What My Dialup Youth Taught Me About Sex and the Internet

I took an excited sip of my after-school Coke before clacking away on my clunky keyboard. Everyone wanted to know “a/s/l” (age, sex, and location), and I lied: 21/f/Florida. Then I entered into a private chat with RedSoxxx72, who promptly typed these words: “Hey sweetheart.” Eek. I pushed myself back from the computer desk, traveling a few feet in my roller chair before coming to a stop. Then I spun myself around a few times, as if to embrace the roiling of my stomach, and scooted back to the keyboard, summoning the women I’d seen in late-night phone sex commercials. “Hey big boy,” I wrote as goose bumps spread across my forearms. Next came that ubiquitous question: “Whatchu wearin?” I looked down at my Dr. Seuss T-shirt and wrote, “Red lace stockings.” He did not delay. “I'm taking those red stockings off right now and slowly licking up those long, luscious legs.” That is as far as I let it go before hammering out, “IM 12!!!!!!” It was 1996, and AOL chatrooms were where I spent most of my afternoons.

All these years later, it’s unsettling to revisit this adolescent experimentation; it triggers my protective impulse around the early influx of “adult” information, as well as the very real threat of online predation. But at the same time, I understand that those (fortunately harmless) cybersex sessions were the result of natural adolescent curiosity and yearning around sex—the kind that is unsatisfied by bare-basics parental “sex talks” and rote health-class dictums. When it comes to sex, the internet underscores the gap between what young people want to know and experience, and what adults are comfortable with them knowing and experiencing. That gap is never bridged through parental locks and over-the-top warnings, which heighten young people’s sense of being coddled at best and lied to at worst. It’s addressed through acceptance of teenage wanting, not just for information, but also exploration. On that front, parents often falter, while the internet always delivers. Only in recognizing, and valuing, young people’s sexual interest can adults meaningfully help them navigate sex—online or off.

Those early chatrooms were a virtual landscape dominated by the graphic and sometimes alarming desires of boys and men, but they were also the source of the first inklings of my own insistent desire.

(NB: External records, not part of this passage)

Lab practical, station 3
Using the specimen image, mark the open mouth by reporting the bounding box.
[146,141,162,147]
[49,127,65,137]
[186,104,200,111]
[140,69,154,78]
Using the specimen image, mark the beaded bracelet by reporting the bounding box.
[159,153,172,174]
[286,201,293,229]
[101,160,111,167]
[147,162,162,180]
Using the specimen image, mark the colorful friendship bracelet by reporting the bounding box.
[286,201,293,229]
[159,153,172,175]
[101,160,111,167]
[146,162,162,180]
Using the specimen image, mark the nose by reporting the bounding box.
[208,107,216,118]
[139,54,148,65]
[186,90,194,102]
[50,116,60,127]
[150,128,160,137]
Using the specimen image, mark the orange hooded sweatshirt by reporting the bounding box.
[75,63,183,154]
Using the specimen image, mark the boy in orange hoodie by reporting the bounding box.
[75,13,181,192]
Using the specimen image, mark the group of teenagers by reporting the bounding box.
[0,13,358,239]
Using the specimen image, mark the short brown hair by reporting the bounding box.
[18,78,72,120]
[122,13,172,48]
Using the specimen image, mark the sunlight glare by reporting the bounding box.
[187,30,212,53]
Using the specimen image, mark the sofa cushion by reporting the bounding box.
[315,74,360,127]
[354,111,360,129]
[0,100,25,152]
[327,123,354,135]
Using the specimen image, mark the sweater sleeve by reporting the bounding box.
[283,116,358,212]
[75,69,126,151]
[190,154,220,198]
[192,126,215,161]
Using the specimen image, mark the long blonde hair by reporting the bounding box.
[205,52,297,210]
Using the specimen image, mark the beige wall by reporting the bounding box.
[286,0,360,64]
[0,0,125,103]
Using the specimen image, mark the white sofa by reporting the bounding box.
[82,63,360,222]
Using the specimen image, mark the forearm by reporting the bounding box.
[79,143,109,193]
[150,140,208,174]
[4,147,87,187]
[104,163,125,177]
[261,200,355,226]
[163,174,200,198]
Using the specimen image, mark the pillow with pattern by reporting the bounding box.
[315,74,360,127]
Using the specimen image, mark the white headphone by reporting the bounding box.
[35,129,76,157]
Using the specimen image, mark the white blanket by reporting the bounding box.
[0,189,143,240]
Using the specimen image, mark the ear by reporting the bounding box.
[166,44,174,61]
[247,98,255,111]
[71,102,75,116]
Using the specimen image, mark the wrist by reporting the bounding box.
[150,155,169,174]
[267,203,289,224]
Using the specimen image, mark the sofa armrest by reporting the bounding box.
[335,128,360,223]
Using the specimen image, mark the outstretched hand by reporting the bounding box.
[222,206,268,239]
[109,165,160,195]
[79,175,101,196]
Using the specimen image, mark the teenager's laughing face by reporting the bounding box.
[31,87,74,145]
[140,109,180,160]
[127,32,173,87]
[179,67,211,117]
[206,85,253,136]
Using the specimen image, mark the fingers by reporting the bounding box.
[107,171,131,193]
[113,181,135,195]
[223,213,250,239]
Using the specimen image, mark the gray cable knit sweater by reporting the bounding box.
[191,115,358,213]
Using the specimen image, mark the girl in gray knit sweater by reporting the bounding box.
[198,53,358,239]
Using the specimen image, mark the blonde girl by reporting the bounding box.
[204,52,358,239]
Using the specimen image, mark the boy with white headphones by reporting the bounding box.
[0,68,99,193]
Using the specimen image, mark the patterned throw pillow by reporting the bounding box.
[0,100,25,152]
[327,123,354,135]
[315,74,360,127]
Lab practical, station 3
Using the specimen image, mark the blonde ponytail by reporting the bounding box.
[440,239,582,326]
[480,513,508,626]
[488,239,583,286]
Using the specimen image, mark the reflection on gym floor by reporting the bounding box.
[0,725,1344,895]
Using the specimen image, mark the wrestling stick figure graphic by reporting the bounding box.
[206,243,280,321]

The internet introduced me to a thrilling world of possibility, the fact of sex as not just a biological event but a broader social phenomenon, one filled with play and creativity. I’m not alone in this: A 2015 survey of Finnish girls found that respondents associated sending “sexual messages” online—including during what some called “pervy roleplay”—with “the freedom of exploration.” The researchers cast it as an extension of the common forms of real-life sexual experimentation that children engage in, like playing “house” or “doctor,” which can be an exploration of “adult interaction, normative social roles, the bodies of others, as well as emotions connected to sexual settings.”My dad, a computer programmer at a startup in Berkeley, brought us online at the beginning of the internet boom—and just as I slid toward puberty. The dining room had recently been converted into “the computer room,” as we called it, which tells you something about the size of these machines and just how excited our family was about this new technology. While my friends were still stuck parsing women’s magazines like YM and Cosmopolitan for intel on sex, I had seemingly limitless knowledge right at my fingertips. This meant discovering a version of what would become Rule 34 of the internet: If you can think of it, someone is into it. Plenty of chat partners described cliché scenes of vanilla romance—beds strewn with rose petals or candle-lit bubble baths—but there were also mentions of everything from threesomes to spankings to golden showers. It was too much information with too little context.